This is the code release for the paper Object-Centric Learning for Real-World Videos by Predicting Temporal Feature Similarities (NeurIPS 2023), by Andrii Zadaianchuk, Maximilian Seitzer and Georg Martius.
- Webpage: https://martius-lab.github.io/videosaur
- Arxiv: https://arxiv.org/abs/2306.04829
- OpenReview: https://openreview.net/forum?id=t1jLRFvBqm
Unsupervised video-based object-centric learning is a promising avenue to learn structured representations from large, unlabeled video collections, but previous approaches have only managed to scale to real-world datasets in restricted domains. Recently, it was shown that the reconstruction of pre-trained self-supervised features leads to object-centric representations on unconstrained real-world image datasets. Building on this approach, we propose a novel way to use such pre-trained features in the form of a temporal feature similarity loss. This loss encodes semantic and temporal correlations between image patches and is a natural way to introduce a motion bias for object discovery. We demonstrate that this loss leads to state-of-the-art performance on the challenging synthetic MOVi datasets. When used in combination with the feature reconstruction loss, our model is the first object-centric video model that scales to unconstrained video datasets such as YouTube-VIS.

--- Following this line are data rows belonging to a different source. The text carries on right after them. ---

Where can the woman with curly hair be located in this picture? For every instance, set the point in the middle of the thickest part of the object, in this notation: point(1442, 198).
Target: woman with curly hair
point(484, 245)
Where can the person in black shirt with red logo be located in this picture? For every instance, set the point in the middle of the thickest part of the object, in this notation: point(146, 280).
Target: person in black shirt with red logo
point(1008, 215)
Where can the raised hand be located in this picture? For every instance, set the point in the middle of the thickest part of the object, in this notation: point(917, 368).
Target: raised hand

First, setup the python environment setup. We use Poetry for this:
poetry install
Then you could run a test configuration to see if everything works:
poetry run python -m videosaur.train tests/configs/test_dummy_image.yml
Second, to download the datasets used in this work, follow the instructions in data/README.md.
By default, datasets are expected to be contained in the folder ./data
.
You can change this to the actual folder your data is in by setting the environment variable VIDEOSAUR_DATA_PATH
, or by running train.py
with the --data-dir
option.
Run one of the configurations in configs/videosaur
, for example:
poetry run python -m videosaur.train configs/videosaur/movi_c.yml
The results are stored in a folder created under the log root folder (by defaults ./logs
, changeable by the argument --log-dir
).
If you want to continue training from a previous run, you can use the --continue
argument, like in the following command:
poetry run python -m videosaur.train --continue <path_to_log_dir_or_checkpoint_file> configs/videosaur/movi_c.yml
If you want to run one of the released checkpoints (see below) on your own video you can use inference script with corresponding config file:
poetry run python -m videosaur.inference --config configs/inference/movi_c.yml
in the released config, please change checkpoint: path/to/videosaur-movi-c.ckpt
to the real path to your checkpoint.
For different video formats you would need to modify corresponding transformations in build_inference_transform
function.
We list the results you should roughly be able to obtain with the configs included in this repository:
Dataset | Model Variant | Video ARI | Video mBO | Config | Checkpoint Link |
---|---|---|---|---|---|
MOVi-C | ViT-B/8, DINO | 64.8 | 38.9 | videosaur/movi_c.yml | Checkpoint |
MOVi-E | ViT-B/8, DINO | 73.9 | 35.6 | videosaur/movi_e.yml | Checkpoint |
YT-VIS 2021 | ViT-B/16, DINO | 39.5 | 29.1 | videosaur/ytvis.yml | Checkpoint |
YT-VIS 2021 | ViT-B/14, DINOv2 | 39.7 | 35.6 | videosaur/ytvis_dinov2.yml | Checkpoint |
We also include a configuration for the DINOSAUR model from our previous paper Bridging the gap to real-world object-centric learning. This configuration yields improved results compared to the DINOSAUR model in the original paper (mainly due to using DINOv2 pre-trained features). Note that there might be minor differences in the metrics, as the numbers here are computed for 224x224 masks, compared to 320x320 masks in the DINOSAUR paper.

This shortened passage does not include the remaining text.